Review: Music On Vinyl's Ministry reissue series continues via this heavyweight re-press of "The Land Of Rape And Honey" on orange and gold vinyl. On its initial release in 1988, the album was seen as something of a departure from the Al Jourgensen-helmed band's previous output, primarily because it mixed their previous EBM, industrial and experimental synth-pop influences with heavier guitar riffs, more stomping beats and the kind of growled vocals more prevalent in heavy metal. Listening back 31 years on, the album has lost none of its luster, with highlights including the low-slung dub-rock chug of "Golden Dawn", the ricocheting drums and dystopian screams of "Destruction", the EBM-rock throb of "You Know What You Are" and the 400 Blows style electro-dub funkiness of "Abortive".
Review: On its original 1986 release, Ministry's "Twitch" album - Al Jourgensen and company's second in total - was seen as something of a departure from their established new-wave synth-pop sound.

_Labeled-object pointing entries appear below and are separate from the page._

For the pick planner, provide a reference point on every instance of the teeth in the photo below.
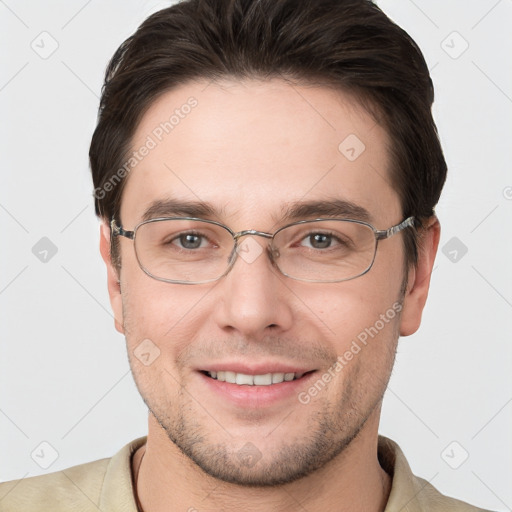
(277, 378)
(254, 380)
(263, 380)
(230, 377)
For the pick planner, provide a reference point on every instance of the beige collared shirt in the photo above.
(106, 485)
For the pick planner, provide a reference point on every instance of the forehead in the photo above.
(251, 148)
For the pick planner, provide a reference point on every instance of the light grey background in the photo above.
(64, 376)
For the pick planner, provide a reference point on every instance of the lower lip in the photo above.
(257, 396)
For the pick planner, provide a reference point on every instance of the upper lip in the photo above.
(255, 368)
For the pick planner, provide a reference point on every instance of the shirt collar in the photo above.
(117, 493)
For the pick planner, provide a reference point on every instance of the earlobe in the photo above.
(419, 278)
(113, 278)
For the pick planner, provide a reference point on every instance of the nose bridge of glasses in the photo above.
(252, 232)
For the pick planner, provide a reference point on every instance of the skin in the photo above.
(249, 148)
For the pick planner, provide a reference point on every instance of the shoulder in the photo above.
(410, 493)
(79, 486)
(104, 484)
(429, 498)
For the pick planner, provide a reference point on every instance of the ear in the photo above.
(113, 283)
(419, 278)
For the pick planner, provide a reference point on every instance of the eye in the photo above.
(321, 240)
(190, 241)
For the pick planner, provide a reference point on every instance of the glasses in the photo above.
(188, 250)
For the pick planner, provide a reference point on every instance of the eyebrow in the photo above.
(298, 210)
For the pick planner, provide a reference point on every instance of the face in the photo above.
(251, 150)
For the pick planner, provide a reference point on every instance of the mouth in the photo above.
(263, 379)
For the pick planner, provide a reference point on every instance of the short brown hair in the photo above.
(347, 44)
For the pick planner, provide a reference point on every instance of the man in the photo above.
(266, 172)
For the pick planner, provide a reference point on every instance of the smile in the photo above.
(243, 379)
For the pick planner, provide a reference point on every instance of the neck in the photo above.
(353, 481)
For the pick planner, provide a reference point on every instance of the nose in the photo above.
(254, 300)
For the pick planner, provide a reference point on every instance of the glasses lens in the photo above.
(325, 251)
(183, 250)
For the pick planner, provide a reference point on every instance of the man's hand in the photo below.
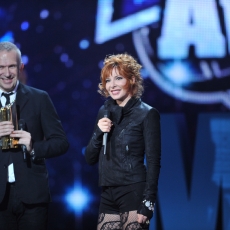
(105, 124)
(24, 138)
(142, 219)
(6, 128)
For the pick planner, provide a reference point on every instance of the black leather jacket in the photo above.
(135, 132)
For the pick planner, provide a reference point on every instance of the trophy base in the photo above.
(9, 143)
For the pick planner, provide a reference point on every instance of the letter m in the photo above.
(194, 193)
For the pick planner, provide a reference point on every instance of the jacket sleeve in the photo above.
(94, 146)
(55, 142)
(152, 138)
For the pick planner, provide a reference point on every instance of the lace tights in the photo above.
(124, 221)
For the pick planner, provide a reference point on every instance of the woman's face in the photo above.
(115, 85)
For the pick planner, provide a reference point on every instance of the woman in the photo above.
(130, 130)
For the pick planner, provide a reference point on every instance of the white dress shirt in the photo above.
(11, 176)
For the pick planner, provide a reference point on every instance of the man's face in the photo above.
(9, 70)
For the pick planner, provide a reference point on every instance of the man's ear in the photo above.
(133, 80)
(21, 67)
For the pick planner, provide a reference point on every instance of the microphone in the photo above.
(21, 125)
(105, 136)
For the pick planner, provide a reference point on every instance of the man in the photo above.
(24, 189)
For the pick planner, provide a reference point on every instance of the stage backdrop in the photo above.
(183, 46)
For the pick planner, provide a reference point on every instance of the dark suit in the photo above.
(49, 140)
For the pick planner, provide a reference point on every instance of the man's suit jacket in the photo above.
(49, 140)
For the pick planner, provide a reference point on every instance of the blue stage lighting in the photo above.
(78, 199)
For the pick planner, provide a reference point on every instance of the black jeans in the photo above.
(16, 215)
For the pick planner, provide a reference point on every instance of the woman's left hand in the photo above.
(142, 219)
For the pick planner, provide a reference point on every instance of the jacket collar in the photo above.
(117, 112)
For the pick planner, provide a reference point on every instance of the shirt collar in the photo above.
(13, 91)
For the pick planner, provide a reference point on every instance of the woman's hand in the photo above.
(24, 138)
(105, 125)
(6, 128)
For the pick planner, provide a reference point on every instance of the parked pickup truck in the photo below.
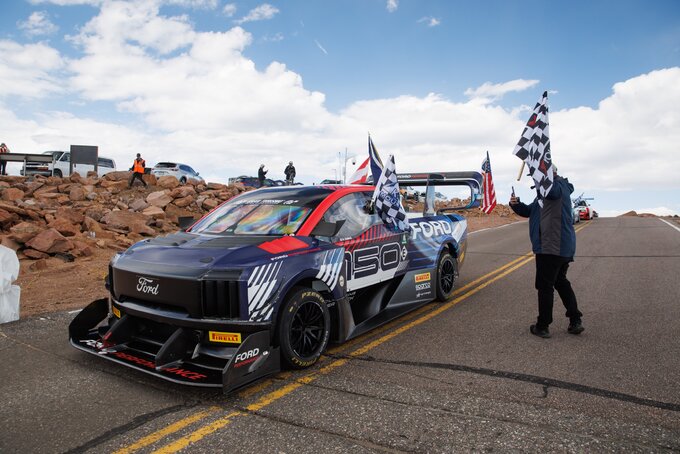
(60, 167)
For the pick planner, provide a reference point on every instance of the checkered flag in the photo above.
(387, 199)
(534, 148)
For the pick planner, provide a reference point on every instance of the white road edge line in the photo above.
(493, 228)
(674, 226)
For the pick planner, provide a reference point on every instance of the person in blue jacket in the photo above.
(553, 240)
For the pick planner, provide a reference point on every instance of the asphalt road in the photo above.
(458, 376)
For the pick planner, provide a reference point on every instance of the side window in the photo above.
(351, 209)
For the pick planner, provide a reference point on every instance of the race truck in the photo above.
(269, 278)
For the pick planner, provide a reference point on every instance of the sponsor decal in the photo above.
(225, 338)
(423, 286)
(147, 286)
(428, 229)
(422, 277)
(176, 370)
(249, 357)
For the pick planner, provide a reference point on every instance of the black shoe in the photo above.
(540, 332)
(575, 327)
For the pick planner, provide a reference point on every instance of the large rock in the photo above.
(168, 182)
(65, 227)
(141, 228)
(70, 214)
(50, 241)
(24, 231)
(210, 204)
(182, 191)
(12, 194)
(114, 185)
(184, 201)
(159, 198)
(116, 176)
(216, 186)
(7, 218)
(154, 212)
(123, 219)
(138, 205)
(76, 194)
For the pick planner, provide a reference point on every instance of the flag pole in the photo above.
(521, 169)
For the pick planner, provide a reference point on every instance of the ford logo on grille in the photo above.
(148, 286)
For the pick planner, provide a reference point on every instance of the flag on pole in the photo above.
(387, 199)
(376, 163)
(534, 148)
(489, 201)
(361, 175)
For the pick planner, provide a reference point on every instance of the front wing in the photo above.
(180, 358)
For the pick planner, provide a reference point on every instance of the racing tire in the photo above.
(445, 278)
(304, 328)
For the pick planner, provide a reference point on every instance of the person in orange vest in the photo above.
(138, 171)
(3, 164)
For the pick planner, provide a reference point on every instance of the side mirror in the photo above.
(328, 229)
(185, 222)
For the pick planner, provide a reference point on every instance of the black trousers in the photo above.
(551, 275)
(136, 176)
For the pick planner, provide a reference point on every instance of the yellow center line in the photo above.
(273, 396)
(199, 434)
(172, 428)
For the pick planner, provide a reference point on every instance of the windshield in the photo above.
(254, 217)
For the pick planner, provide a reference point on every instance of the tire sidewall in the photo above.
(443, 258)
(294, 302)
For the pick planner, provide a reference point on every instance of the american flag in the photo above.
(534, 148)
(361, 175)
(489, 201)
(387, 199)
(376, 163)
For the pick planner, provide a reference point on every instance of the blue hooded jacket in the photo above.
(551, 228)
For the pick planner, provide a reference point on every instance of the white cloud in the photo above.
(323, 49)
(229, 9)
(492, 92)
(429, 21)
(196, 4)
(29, 71)
(194, 97)
(37, 24)
(262, 12)
(67, 2)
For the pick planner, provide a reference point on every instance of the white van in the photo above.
(61, 166)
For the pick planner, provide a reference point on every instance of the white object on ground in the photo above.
(9, 294)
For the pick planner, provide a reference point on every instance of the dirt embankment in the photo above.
(65, 230)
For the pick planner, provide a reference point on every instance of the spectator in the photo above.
(261, 173)
(138, 167)
(3, 164)
(290, 173)
(553, 240)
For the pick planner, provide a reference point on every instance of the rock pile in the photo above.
(67, 217)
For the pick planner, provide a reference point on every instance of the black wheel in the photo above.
(304, 328)
(446, 276)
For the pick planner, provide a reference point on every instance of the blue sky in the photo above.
(225, 85)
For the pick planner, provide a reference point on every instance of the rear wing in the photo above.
(430, 180)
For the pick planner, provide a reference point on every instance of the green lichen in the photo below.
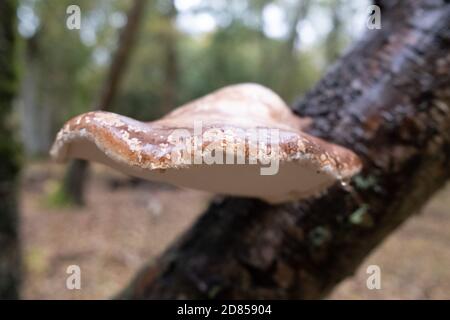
(319, 235)
(361, 216)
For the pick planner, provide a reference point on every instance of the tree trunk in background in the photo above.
(388, 99)
(75, 177)
(333, 42)
(9, 155)
(289, 55)
(35, 114)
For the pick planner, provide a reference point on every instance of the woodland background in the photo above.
(182, 50)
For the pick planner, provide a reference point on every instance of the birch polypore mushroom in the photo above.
(241, 140)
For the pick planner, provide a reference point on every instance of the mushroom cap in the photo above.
(236, 120)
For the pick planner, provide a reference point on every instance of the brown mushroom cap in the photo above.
(307, 165)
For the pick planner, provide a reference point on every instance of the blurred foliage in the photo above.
(71, 64)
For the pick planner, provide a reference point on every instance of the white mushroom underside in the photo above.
(294, 179)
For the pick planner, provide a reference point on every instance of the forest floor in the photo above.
(124, 225)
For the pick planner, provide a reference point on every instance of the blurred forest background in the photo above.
(183, 50)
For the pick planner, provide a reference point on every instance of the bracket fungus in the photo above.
(241, 140)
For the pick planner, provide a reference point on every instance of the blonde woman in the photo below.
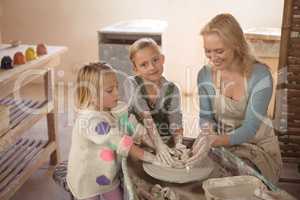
(98, 142)
(235, 91)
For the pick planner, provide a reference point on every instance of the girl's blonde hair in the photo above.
(141, 44)
(89, 79)
(230, 31)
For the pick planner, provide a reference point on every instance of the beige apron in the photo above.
(263, 150)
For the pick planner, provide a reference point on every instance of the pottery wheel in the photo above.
(175, 175)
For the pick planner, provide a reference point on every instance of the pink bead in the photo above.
(127, 141)
(107, 155)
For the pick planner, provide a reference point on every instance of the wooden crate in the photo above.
(287, 112)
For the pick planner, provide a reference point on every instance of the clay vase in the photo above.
(41, 49)
(30, 54)
(19, 58)
(6, 63)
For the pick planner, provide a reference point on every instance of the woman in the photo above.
(235, 91)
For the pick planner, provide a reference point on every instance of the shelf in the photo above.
(23, 115)
(19, 161)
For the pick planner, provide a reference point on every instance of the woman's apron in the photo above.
(262, 150)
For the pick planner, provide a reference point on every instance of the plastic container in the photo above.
(231, 188)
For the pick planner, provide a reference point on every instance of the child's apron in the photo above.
(262, 150)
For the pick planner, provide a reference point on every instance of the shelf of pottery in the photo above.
(21, 156)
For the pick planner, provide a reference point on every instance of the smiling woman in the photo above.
(235, 92)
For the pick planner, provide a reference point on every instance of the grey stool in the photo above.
(59, 176)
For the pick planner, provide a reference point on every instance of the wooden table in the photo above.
(20, 157)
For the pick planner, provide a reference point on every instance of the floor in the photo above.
(41, 186)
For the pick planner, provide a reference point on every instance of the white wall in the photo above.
(1, 13)
(74, 23)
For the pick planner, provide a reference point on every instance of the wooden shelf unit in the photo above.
(21, 157)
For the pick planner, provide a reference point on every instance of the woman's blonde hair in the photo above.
(141, 44)
(230, 31)
(89, 79)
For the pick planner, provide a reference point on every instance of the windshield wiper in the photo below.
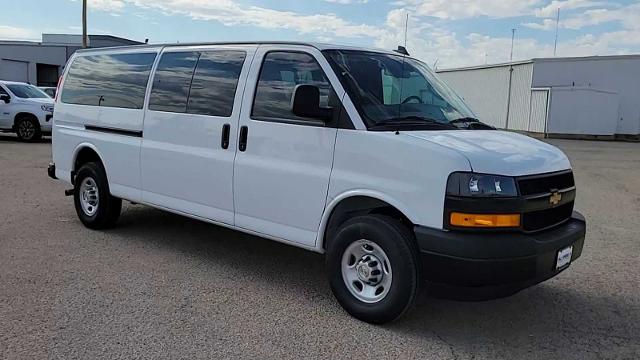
(408, 121)
(471, 123)
(464, 120)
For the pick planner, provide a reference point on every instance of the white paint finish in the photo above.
(538, 111)
(616, 74)
(184, 166)
(8, 112)
(583, 111)
(500, 152)
(281, 180)
(402, 170)
(290, 178)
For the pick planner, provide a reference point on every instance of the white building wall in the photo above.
(486, 90)
(520, 103)
(618, 74)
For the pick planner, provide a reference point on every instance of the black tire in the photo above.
(107, 210)
(28, 129)
(399, 245)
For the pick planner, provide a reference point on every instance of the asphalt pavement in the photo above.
(164, 286)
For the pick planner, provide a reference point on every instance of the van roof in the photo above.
(12, 83)
(319, 46)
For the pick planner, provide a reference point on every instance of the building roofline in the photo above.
(488, 66)
(540, 60)
(587, 58)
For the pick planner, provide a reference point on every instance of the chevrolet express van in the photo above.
(363, 155)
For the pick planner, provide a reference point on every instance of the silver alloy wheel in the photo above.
(89, 199)
(366, 271)
(26, 129)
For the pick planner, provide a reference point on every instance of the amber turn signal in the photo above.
(485, 220)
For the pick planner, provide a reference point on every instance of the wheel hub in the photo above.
(366, 271)
(369, 270)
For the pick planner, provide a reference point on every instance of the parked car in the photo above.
(363, 155)
(51, 91)
(25, 110)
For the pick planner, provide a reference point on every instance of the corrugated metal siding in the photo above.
(485, 90)
(538, 117)
(520, 97)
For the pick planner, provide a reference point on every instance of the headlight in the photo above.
(481, 185)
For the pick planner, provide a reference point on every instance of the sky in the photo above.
(443, 33)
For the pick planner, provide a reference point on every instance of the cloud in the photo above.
(346, 2)
(231, 13)
(627, 16)
(463, 9)
(17, 33)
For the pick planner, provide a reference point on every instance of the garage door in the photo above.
(538, 111)
(11, 70)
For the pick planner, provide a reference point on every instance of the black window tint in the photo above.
(171, 83)
(113, 80)
(213, 88)
(281, 73)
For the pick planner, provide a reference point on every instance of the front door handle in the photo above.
(242, 144)
(226, 131)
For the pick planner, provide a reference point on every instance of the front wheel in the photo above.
(28, 129)
(95, 206)
(374, 269)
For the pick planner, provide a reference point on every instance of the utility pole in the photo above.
(555, 45)
(85, 39)
(513, 37)
(406, 30)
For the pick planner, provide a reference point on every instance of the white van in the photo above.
(25, 110)
(363, 155)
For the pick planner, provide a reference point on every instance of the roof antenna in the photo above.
(403, 49)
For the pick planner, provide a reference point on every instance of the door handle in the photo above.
(226, 130)
(242, 144)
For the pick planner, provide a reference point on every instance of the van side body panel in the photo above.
(407, 173)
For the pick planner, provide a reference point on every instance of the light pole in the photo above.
(513, 37)
(85, 39)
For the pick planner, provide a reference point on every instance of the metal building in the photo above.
(41, 63)
(589, 96)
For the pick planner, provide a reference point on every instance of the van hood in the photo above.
(499, 152)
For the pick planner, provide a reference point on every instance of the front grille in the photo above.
(535, 185)
(543, 219)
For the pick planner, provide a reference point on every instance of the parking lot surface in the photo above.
(164, 286)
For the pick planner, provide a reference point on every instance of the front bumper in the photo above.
(482, 266)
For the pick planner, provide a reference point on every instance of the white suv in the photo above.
(363, 155)
(25, 110)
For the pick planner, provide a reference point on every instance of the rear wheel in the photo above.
(374, 270)
(95, 206)
(28, 129)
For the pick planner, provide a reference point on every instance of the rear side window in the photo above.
(281, 73)
(214, 83)
(111, 80)
(172, 82)
(202, 83)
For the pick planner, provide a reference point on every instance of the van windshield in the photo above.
(27, 91)
(392, 90)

These days, the Adrian Sherwood co-produced set is considered a vital release that helped to cement the growing global influence of industrial music and, more pertinently, electronic body music (EBM). As this timely reissue proves, it remains one of the band's greatest albums; a throbbing, synthesizer and drum machine driven romp through dark, macabre and muscular musical passions rich in dancefloor-friendly classics (see "We Believe", the surprisingly funky "All Day Remix", Cabaret Voltaire-esque "Over The Shoulder" and "Where You At Now?/Crash & Burn/Twitch", a paranoid and noisy suite of cuts that rounds off the album in breathless fashion.